Representatives for Island Express Helicopters told NBC News it was not clear how long the suspension of service would last.

A federal official familiar with the crash investigation also confirmed that the company’s FAA certification to offer charter flights was limited to operations under visual flight rules.

That meant it was not legal for the flight from John Wayne Airport in Orange County to Camarillo Airport in Ventura County to be conducted using navigation instruments, even though the pilot was instrument rated and the helicopter equipped for instrument flights.

Island Express owned the 1991 Sikorsky S-76B that crashed near Calabasas and employed Ara Zobayan, 50, who was at the controls and was also the company’s chief pilot. The helicopter struck a hillside near Las Virgenes Road while flying in conditions with limited visibility and low clouds.

Zobayan’s last radio transmission to air traffic controllers was that he was trying to climb above clouds, federal officials said.

The National Transportation Safety Board, or NTSB, said a determination on the cause of the accident is likely months – if not a year – away.
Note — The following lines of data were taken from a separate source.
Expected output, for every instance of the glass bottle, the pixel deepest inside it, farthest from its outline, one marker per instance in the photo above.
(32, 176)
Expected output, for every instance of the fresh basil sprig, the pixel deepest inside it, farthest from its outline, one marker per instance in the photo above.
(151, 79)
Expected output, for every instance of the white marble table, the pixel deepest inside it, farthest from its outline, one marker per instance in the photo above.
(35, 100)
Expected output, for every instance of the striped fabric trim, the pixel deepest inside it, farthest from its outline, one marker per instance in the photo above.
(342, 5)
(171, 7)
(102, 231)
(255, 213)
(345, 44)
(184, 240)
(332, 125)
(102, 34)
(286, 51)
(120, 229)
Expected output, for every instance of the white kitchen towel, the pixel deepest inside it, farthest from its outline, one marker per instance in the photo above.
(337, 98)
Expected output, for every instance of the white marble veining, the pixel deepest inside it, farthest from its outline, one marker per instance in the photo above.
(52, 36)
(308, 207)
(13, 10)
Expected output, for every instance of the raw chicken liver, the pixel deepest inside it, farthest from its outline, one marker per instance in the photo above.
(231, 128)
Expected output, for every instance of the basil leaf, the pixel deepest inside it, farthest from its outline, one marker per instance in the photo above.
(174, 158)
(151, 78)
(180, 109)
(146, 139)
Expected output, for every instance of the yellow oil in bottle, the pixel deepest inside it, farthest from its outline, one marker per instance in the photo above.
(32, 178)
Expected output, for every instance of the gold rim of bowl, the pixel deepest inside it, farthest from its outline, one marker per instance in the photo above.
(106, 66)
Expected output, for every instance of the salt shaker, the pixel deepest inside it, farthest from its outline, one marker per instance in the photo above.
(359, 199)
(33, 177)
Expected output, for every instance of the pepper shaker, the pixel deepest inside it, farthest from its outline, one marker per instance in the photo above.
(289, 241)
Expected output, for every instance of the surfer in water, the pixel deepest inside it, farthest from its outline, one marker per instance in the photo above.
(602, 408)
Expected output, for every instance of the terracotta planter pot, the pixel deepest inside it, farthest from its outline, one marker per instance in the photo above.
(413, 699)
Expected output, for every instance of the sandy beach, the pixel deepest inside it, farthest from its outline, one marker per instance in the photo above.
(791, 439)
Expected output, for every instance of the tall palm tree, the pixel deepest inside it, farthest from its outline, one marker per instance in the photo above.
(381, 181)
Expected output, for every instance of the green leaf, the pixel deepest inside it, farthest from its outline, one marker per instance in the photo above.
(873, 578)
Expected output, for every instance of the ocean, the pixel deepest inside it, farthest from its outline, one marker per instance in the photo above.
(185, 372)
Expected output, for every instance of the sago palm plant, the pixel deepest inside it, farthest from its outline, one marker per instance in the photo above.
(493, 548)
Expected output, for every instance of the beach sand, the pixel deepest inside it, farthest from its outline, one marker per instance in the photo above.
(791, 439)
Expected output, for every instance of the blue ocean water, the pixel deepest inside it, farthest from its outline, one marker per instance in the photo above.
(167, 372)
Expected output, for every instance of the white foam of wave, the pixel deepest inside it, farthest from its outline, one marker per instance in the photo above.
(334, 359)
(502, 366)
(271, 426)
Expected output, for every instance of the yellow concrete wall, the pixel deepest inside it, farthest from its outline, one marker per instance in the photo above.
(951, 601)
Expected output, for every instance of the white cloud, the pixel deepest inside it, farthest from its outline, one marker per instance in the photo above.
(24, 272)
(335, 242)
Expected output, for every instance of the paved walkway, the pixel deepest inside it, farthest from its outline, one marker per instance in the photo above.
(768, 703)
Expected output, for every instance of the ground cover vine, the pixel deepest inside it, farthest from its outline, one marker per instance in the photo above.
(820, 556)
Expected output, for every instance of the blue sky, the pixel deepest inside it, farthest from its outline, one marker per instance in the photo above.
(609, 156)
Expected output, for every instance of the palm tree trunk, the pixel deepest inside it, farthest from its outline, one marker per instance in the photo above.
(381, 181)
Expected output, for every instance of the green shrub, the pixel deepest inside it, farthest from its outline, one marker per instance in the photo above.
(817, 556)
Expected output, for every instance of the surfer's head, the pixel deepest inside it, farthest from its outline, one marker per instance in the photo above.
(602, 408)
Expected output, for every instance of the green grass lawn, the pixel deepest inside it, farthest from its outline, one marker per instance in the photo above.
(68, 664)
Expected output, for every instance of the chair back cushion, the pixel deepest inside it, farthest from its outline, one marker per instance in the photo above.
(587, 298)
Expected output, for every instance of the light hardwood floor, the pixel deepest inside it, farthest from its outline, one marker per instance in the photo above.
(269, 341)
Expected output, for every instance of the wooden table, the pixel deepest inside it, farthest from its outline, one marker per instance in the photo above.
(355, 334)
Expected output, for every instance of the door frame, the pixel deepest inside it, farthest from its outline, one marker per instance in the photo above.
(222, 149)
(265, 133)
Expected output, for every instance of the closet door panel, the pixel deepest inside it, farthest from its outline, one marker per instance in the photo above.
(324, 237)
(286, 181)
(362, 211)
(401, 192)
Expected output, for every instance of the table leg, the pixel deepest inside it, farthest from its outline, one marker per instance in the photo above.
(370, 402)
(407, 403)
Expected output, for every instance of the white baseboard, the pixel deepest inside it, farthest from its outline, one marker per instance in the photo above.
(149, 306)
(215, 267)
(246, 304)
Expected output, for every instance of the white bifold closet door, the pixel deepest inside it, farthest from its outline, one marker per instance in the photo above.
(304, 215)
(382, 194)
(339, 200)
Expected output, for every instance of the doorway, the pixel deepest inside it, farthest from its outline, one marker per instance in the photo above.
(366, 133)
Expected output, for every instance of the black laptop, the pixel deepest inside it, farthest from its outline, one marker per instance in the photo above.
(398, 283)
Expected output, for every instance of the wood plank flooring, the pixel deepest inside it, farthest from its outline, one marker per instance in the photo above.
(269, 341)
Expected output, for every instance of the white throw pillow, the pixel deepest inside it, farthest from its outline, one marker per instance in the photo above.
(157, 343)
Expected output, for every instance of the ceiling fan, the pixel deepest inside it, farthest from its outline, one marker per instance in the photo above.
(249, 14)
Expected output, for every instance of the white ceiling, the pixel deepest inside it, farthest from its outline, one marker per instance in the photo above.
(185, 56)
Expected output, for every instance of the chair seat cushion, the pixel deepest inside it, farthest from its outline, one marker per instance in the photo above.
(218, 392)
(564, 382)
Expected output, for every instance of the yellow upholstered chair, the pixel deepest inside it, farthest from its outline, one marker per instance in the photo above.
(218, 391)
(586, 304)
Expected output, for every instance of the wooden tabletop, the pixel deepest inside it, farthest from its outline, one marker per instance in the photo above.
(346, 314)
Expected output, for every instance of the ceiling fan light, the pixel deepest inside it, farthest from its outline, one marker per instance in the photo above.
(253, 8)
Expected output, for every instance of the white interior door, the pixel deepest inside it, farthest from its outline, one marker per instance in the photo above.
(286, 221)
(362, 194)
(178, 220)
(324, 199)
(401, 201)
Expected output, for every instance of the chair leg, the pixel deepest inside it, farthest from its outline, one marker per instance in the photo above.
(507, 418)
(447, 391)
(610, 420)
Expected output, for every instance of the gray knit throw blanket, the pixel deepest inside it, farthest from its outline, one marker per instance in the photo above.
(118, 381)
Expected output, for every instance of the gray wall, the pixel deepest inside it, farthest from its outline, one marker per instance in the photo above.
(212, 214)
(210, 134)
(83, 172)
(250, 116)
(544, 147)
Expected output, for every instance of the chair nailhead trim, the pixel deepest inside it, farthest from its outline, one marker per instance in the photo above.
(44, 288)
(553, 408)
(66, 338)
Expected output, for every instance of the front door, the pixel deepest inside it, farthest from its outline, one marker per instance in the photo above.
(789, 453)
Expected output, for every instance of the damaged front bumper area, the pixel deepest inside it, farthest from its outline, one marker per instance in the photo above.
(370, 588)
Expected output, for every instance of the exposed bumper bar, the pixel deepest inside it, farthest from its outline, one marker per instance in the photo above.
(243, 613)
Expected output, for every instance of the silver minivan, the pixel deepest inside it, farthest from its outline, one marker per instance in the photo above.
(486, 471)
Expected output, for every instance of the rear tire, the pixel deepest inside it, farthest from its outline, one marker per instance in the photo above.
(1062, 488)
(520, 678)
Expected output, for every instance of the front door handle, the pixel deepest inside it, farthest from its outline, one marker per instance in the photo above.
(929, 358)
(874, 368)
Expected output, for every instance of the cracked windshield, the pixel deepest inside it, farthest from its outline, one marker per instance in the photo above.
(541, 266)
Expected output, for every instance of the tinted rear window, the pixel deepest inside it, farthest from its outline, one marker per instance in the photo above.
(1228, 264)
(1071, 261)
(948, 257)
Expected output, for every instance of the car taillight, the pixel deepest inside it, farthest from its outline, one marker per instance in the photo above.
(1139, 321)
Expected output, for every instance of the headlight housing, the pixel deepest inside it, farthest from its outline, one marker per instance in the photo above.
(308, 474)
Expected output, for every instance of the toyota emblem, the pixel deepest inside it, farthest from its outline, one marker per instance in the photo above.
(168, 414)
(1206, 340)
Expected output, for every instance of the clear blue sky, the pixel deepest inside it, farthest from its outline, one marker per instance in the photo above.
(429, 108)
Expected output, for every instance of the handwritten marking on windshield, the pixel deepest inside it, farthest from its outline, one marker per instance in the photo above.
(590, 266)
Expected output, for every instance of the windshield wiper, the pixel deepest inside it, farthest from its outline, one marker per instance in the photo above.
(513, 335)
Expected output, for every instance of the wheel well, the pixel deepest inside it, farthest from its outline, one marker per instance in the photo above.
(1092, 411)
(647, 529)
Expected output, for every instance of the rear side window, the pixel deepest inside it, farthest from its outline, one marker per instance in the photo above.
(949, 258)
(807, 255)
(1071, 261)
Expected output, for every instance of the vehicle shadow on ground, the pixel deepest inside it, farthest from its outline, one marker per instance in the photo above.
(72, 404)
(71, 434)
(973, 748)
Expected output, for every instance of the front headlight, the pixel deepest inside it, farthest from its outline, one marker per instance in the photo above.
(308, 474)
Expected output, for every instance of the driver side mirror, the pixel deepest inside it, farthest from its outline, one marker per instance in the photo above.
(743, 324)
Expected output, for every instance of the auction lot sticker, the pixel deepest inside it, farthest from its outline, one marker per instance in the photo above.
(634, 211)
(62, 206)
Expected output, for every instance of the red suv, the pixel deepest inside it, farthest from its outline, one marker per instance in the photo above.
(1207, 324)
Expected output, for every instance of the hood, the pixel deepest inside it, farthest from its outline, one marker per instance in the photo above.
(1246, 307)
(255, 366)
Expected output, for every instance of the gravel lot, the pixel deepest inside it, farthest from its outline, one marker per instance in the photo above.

Investigators moved the wreckage from the crash site to a site in Phoenix where workers could be seen arranging rotor blades and other mechanical parts for inspection.

After the crash on Jan. 26, NTSB officials said the agency had unsuccessfully advocated for the mandated installation of warning devices in larger helicopters that can alert pilots that they’re dangerously close to the ground, perhaps averting a crash.

Terrain Awareness Warning System, or TAWS, devices are required by the FAA on helicopters used as air ambulances.

“TAWS could have helped to provide information the pilot on what terrain the pilot was flying in,” said NTSB Board Member Jennifer Homendy.

San Fernando Valley Congressman Brad Sherman said Thursday he would introduce a bill named for Bryant and his daughter that would require the devices on all helicopters.

“Had this system been on the helicopter, it is likely the tragic crash could have been avoided,” Sherman said in a press release.

Aviation experts said while the devices could provide an extra warning in an emergency, their value is more limited in helicopters, which are almost always operating under visual flight rules, or VFR, conditions, and fly at low altitudes and are often close to obstacles and terrain.

In 2016 an air medical helicopter equipped with a TAWS system crashed in Alabama about a minute after takeoff in poor visibility. The NTSB said the pilot flew into fog and “lost control due to spatial disorientation,” meaning the pilot could no longer sense which way the aircraft was moving without an outside visual reference.